In the prior decision, the Appeals Board had dismissed applicant's Petition for Reconsideration because there had been no final order that would have been the appropriate subject to reconsideration. The prior decision explained the statutory and case law defining a final order and noted that "Pre-trial orders regarding evidence, discovery, trial setting, venue, or similar issues – such as the order here – are non-final interlocutory orders that do not determine any substantive right of the parties."

In the subsequent petition for reconsideration, applicant essentially re-stated the same arguments made in his initial petition for reconsideration. He again argued that the WCJ’s interlocutory discovery orders were made in error.

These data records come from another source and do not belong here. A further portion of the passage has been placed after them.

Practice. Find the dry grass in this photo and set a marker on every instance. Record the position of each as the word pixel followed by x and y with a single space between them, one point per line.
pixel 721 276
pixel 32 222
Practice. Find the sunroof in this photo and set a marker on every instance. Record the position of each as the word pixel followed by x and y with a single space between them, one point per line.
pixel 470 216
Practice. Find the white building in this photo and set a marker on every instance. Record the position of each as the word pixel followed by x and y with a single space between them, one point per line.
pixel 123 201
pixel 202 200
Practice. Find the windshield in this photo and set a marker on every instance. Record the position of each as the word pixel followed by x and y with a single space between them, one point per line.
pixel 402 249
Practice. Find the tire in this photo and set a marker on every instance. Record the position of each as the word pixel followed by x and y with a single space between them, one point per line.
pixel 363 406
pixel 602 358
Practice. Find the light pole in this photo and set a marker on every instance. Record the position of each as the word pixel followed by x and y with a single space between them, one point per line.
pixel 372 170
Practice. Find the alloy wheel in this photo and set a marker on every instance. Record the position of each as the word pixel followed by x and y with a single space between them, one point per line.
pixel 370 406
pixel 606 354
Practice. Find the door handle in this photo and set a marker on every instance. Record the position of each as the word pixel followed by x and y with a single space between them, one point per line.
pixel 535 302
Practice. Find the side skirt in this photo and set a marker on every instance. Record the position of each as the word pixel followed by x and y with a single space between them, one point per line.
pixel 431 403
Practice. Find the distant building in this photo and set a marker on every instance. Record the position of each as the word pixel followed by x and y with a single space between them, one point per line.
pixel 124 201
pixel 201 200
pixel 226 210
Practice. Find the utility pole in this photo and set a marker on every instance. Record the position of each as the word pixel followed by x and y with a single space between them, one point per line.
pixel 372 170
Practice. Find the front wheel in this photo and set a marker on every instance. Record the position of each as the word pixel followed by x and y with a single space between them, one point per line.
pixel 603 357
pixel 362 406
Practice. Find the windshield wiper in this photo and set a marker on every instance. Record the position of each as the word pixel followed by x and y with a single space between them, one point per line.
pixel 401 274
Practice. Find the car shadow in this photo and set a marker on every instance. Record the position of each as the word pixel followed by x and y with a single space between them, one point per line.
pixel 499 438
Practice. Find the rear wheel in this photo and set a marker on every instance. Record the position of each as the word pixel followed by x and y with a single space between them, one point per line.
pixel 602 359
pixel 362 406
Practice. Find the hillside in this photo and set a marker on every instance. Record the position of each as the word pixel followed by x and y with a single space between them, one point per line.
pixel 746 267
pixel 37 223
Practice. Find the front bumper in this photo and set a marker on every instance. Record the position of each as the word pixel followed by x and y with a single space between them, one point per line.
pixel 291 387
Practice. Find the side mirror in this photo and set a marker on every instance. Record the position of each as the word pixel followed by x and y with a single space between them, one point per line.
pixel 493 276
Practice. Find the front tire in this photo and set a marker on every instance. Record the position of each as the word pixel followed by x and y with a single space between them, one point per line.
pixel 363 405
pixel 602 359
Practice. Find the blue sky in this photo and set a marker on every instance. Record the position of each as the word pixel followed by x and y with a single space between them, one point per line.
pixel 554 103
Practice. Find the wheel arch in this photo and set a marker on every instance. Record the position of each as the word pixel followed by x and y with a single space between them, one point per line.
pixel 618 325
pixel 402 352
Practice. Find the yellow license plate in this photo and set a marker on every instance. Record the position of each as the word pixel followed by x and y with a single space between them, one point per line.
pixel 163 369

In responding to applicant’s second petition, the panel first dismissed applicant's petition because there was no decision that was subject to reconsideration as was noted in their prior decision. The panel, on its own motion, then granted removal and issued a notice of intention to impose sanctions upon applicant's counsel in the amount of $1,000.00, pursuant to Labor Code section 5813, for filing an impermissibly successive petition for reconsideration that was frivolous and in bad faith.

The panel stated:

At the outset, we note that a petitioning party cannot attack an Appeals Board decision through another petition for reconsideration. Successive petitions such as this one, are not allowed (see Crowe Glass Company v. Industrial Acc. Com. (Graham) (1927) 84 Cal.App. 287; Navarro v. A&A Farming (2002) 67 Cal.Comp.Cases 296, 299-300 (Appeals Board en banc)). A party aggrieved by an Appeals Board decision must petition for a writ of review to the Court of Appeal.

Secondly, the panel specifically observed:

Our August 17, 2011 decision was not a final order subject to a petition for reconsideration. Also, our August 17, 2011 decision expressly explained what a "final order" is. Nevertheless, applicant's current petition completely and utterly disregards that explanation and fails to address why the August 17, 2011 decision was somehow "final" and subject to reconsideration itself. Therefore, we determine that applicant's petition is frivolous and in bad faith.

There are a number of recent panel cases where the commissioners go to great lengths to explain to the parties the significant legal distinctions between a petition for reconsideration and a petition for removal. There are cases where the panel questions why a petition for reconsideration was filed in the face of an order that clearly did not dispose of the substantive rights of either party. There are cases where the panel suggests that sanctions will be considered if a party does not file the correct type of petition.

The fundamental problem is that the two remedies serve completely different purposes. The petition for reconsideration asks that the commissioners review a determination that finally decides a substantive right of a party. The thresholds for review are set forth in Labor Code section 5903 and, unlike a petition for removal, petitioner does not have to explain why the order or decision results in substantial prejudice or irreparable harm. Accordingly, a petition for reconsideration that discusses substantial prejudice or irreparable harm is pointless as is a petition for removal that does not.

In conclusion, parties should know the difference between final and interlocutory orders. Parties should not plead these remedies in the alternative simply because they refuse or are incapable of analyzing the issues involved. Parties would be well advised going forward that the filing of an incorrect petition may not just result in the dismissal of the respective petition, but may also subject the petitioning party to sanctions.